List contains variable number of elements. One of the popular "subtype" of it is proplist, which is a list of {Key, Value} tuples. It does not allow pattern matching on elements except on head.
Tuple's arity is fixed and client code in most cases should be aware of exact size. It provides intensive usage of pattern matching. With growing size usage of tuples becomes error-prone.
Records solve complexity of big tuples' usage by adding syntax sugar on compile time. In fact records are translated to tuples. Usage of records might require some additional compile dependencies.
Another alternative to tuples, records and proplists is complex function signature.
save_user(Name, Surname, Age)
where  each property is a separate argument. It's mostly equivalent to
save_user({Name, Surname, Age}).
except that if signature of function changes ofter it's much more work to adapt code comparing to single tuple argument.
In API design performance of operations on types of arguments and return values is not as crucial as simplicity of usage, protection from misuse and other criteria of "good code/design". That's why no benchmarks are provided.
Recipe of good design in this scope is quite straightforward: "Data structure shall be chosen based on it's characteristics and logic of code". It is easier to illustrate this rule with an example.

Example

Service with RESTful interface is being developed. User information is received in JSON format in POST request.
{
 "name": "Eddy",
 "surname": "Snow",
 "age": 28
}
There is a general purpose JSON object parsing function (arrays are not covered here for simplicity), it accepts binary as an argument. Data structure for return value is not that obvious.
First of all, client code needs to detect errors in parsing. Assuming that exceptions are not used, function should return tuple {ok, Result} on success or {error, Reason} on failure. Tuple for error handling here fits perfect, there is no need to introduce record since tuple size is two.
Next is data structure for Result. Since function parse_json_object is generic, it can parse any object and result  is dynamic. Proplist is suitable type for it.
-spec parse_json_object(JSON::binary()) ->
  {ok, Result::list()} | {error, Reason::term()}.

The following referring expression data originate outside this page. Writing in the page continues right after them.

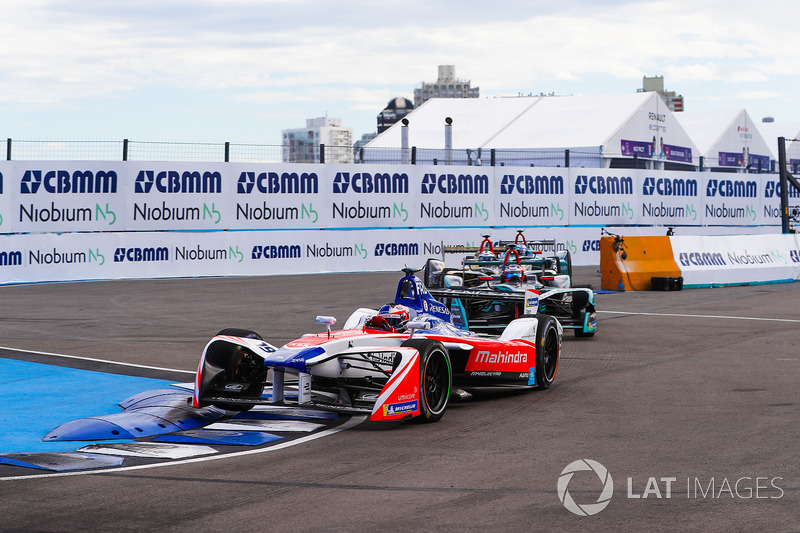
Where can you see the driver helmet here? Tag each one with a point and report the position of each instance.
(523, 251)
(513, 274)
(396, 316)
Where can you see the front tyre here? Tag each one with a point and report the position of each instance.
(435, 377)
(243, 371)
(548, 349)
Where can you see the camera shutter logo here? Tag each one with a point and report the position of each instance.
(587, 509)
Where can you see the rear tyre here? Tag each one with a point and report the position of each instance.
(435, 377)
(548, 350)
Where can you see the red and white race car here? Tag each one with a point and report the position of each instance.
(400, 362)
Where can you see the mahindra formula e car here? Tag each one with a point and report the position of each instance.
(400, 362)
(490, 290)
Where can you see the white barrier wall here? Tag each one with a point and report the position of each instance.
(742, 259)
(94, 209)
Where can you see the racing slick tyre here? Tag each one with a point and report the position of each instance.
(547, 351)
(435, 377)
(240, 365)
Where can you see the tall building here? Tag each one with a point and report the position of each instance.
(447, 86)
(655, 84)
(394, 111)
(301, 145)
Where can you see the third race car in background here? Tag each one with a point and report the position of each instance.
(496, 285)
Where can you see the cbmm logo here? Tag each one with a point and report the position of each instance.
(365, 183)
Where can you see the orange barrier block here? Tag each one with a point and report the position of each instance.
(628, 263)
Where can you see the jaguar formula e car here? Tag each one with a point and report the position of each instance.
(489, 290)
(400, 362)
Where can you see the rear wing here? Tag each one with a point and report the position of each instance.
(529, 298)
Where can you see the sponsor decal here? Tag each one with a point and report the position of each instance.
(455, 184)
(271, 251)
(507, 210)
(182, 253)
(701, 259)
(772, 189)
(601, 210)
(586, 509)
(386, 358)
(65, 182)
(445, 211)
(10, 258)
(265, 212)
(275, 183)
(591, 245)
(326, 250)
(399, 408)
(60, 257)
(174, 182)
(164, 213)
(667, 211)
(724, 211)
(365, 183)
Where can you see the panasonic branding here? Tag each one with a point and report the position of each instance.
(271, 251)
(669, 187)
(452, 184)
(701, 259)
(604, 185)
(274, 183)
(365, 183)
(732, 188)
(173, 182)
(773, 189)
(511, 184)
(64, 182)
(485, 356)
(395, 249)
(10, 258)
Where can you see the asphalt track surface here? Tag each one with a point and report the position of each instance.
(698, 385)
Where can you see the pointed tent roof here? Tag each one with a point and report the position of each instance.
(541, 122)
(724, 131)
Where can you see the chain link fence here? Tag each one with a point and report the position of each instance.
(215, 152)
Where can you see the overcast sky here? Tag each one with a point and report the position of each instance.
(243, 70)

Once user information is correctly parsed, it might be needed to validate it and store in the database. So kind of internal user object is required. It could be tempting to continue using proplist, but record fits much better for it, because it applies number of compile-time checks.
-record(
  user,
  {
     name,
     surname,
     age
  }
).

Advantages and disadvantages of records

Elements of record are accessed by name and Erlang compiler verifies that only existing properties are "got/set". If tuple is used instead data could be accessed only by index of element, which is error-prone with big tuple's size.
Sometimes it's declared that records are not suitable for storing in riak in erlang binary format, because if record declaration is changed data in storage becomes invalid in terms of matching it to the new version. In fact it's worth to implement some serialisation layer for this task as versioning might also be required for proplist or tuple.
Another argument against records could be hot code upgrade because of the same problem with changing of record declaration. In that case law of "not using records as tuples" could be broken in code_change callback.

Conclusion

To sum up, general recommendation for choosing data structure are:

  1. Do not use tuples of size more than 3.
  2. Use proplists only if number of "object's" properties varies.
  3. Consider records as a main alternative to tuple of big size.